At his keynote speech at LegalTech New York on Feb. 4, 2009, U.S. Magistrate Judge John Facciola cited numerous examples of technical incompetence. Incidents included opposing counsel who agreed not to use e-discovery, and one particularly jarring case where an attorney representing a defendant in a child pornography case involving computers admitted to Facciola that he didn’t “understand this computer stuff.”

Akerman Senterfitt shareholder Ralph Losey — writing on his blog e-Discovery Team (http://ralphlosey.wordpress.com) — says the situation has reached a tipping point: “Some experts believe that attorney incompetence in e-discovery is so widespread that it presents a massive ethical crisis across the entire legal profession.”

MODEL RULES

Several rules from The American Bar Association’s Model Rules of Professional Conduct are relevant:

  • Rule 1.1 is the most direct.
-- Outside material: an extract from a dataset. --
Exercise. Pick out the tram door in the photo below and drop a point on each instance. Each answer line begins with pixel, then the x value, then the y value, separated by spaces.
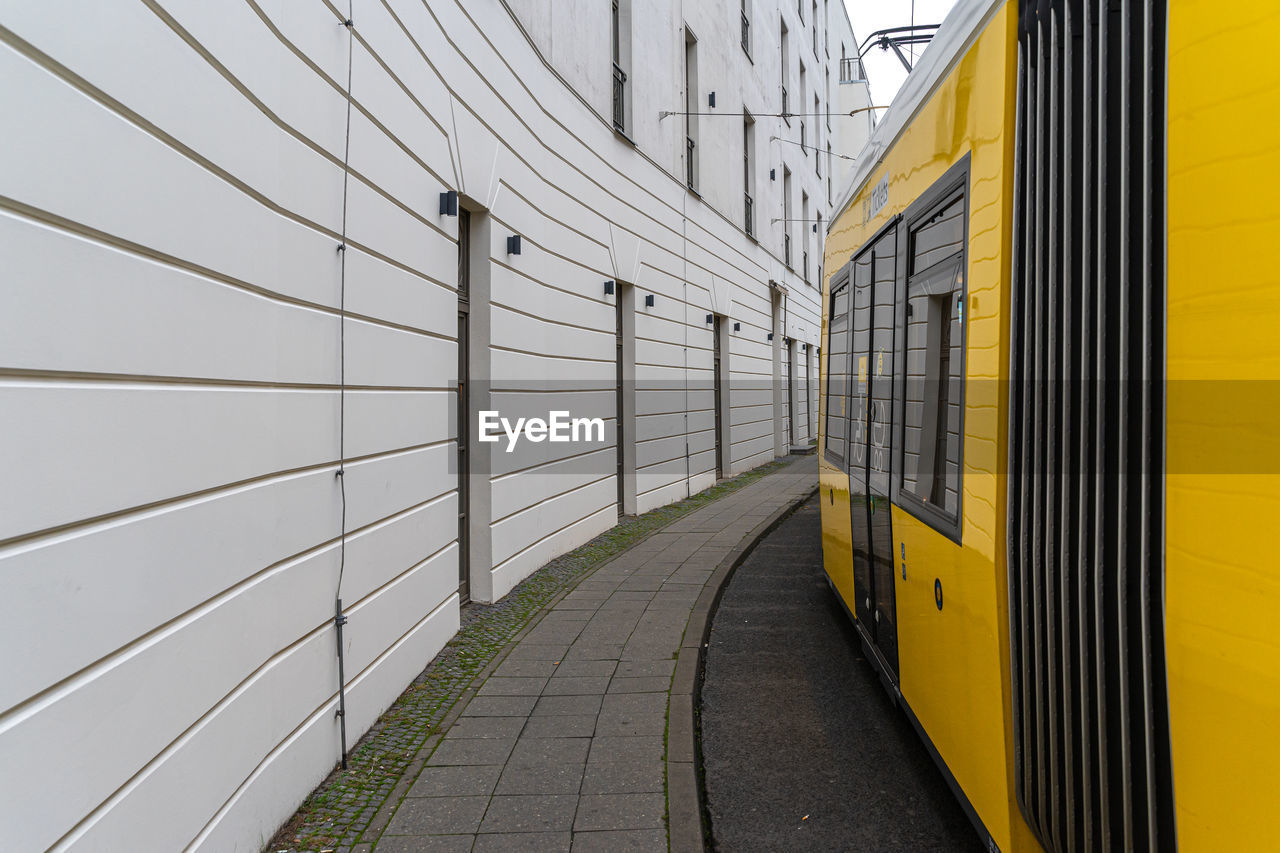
pixel 871 446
It requires that a lawyer should provide “competent representation,” which is defined as “the legal knowledge, skill, thoroughness and preparation reasonably necessary for the representation.”
  • Rule 1.3 requires that a lawyer “shall act with reasonable diligence and promptness in representing a client.”
  • Rule 8.4(d) also states that it is professional misconduct for a lawyer to “engage in conduct that is prejudicial to the administration of justice.”

Other than bribery or dishonesty, what could be more prejudicial to a client or to the administration of justice — or demonstrate less diligence — than to represent a client despite being incompetent to discover and manage the evidence most directly pertaining to the facts of the case?
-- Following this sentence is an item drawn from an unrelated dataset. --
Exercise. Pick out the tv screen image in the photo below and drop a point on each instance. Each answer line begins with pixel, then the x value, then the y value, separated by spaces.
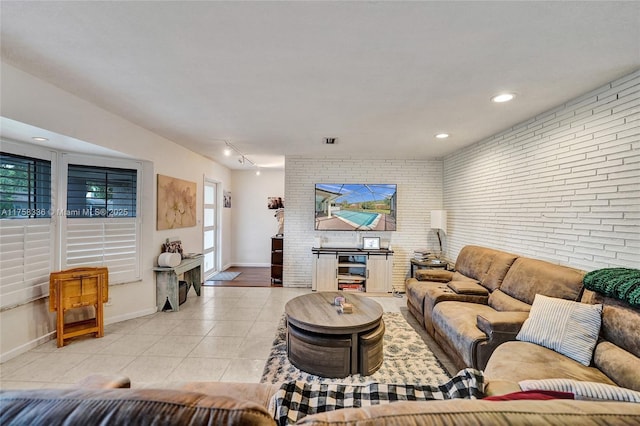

Lawyers do not have to personally master all the technical details pertaining to discovering or managing electronically stored information. Ethical Consideration 6-3 of the 1983 ABA Code of Professional Responsibility (replaced by the MRPC) states in part that, “Proper preparation and representation may require the association by the lawyer of professionals in other disciplines” (emphasis added).

So the rules seem pretty clear — know how to find and analyze electronic information or use someone who does.

But the ethical analysis doesn’t end there. Rule 8.3 of the MRPC imposes an obligation on lawyers to report violations of the MRPC by other lawyers, i.e. to protect clients from their attorneys. Rule 2.15 of the 2007 ABA Model Code of Judicial Conduct also imposes obligations on judges who have knowledge of a lawyer’s violation of the rules of professional conduct.

Given the number of cases involving sanctions and the widespread stories of technical incompetence, we might expect that there would be many filing of reports or complaints about technical incompetence by lawyers. However, this almost never happens.

In fact, a good part of the notoriety of the recent decision in Qualcomm Inc. v. Broadcom, Corp., 2008 WL 66932 (S.D. Cal., Jan. 07, 2008) comes from the fact that U.S. Magistrate Barbara Major referred the sanctioned attorneys (the “Qualcomm Six”) to the State Bar of California for appropriate investigation. [Judge Rudi Brewster later vacated the sanctions and permitted a self-defense exception to the attorney-client privilege. Qualcomm Inc. v. Broadcom Corp., 2008 WL 638108 (S.D. Cal., March 05, 2008)].

ALTERNATIVES

Ethical rules don’t seem to be working, so what is the alternative? Facciola suggested to the standing-room-only LegalTech audience that lawyers should be continually tested for technical competence. Should individual courts require a demonstration of technical competency under their own local rules, perhaps by written exam?

Should there be a national technical competency certification? This would provide the best assurance of competency with the least duplication of effort across individual courts, but would take the longest time to put in place.

Of course, long term, law schools need to prepare graduates properly, as Ralph Losey has long argued.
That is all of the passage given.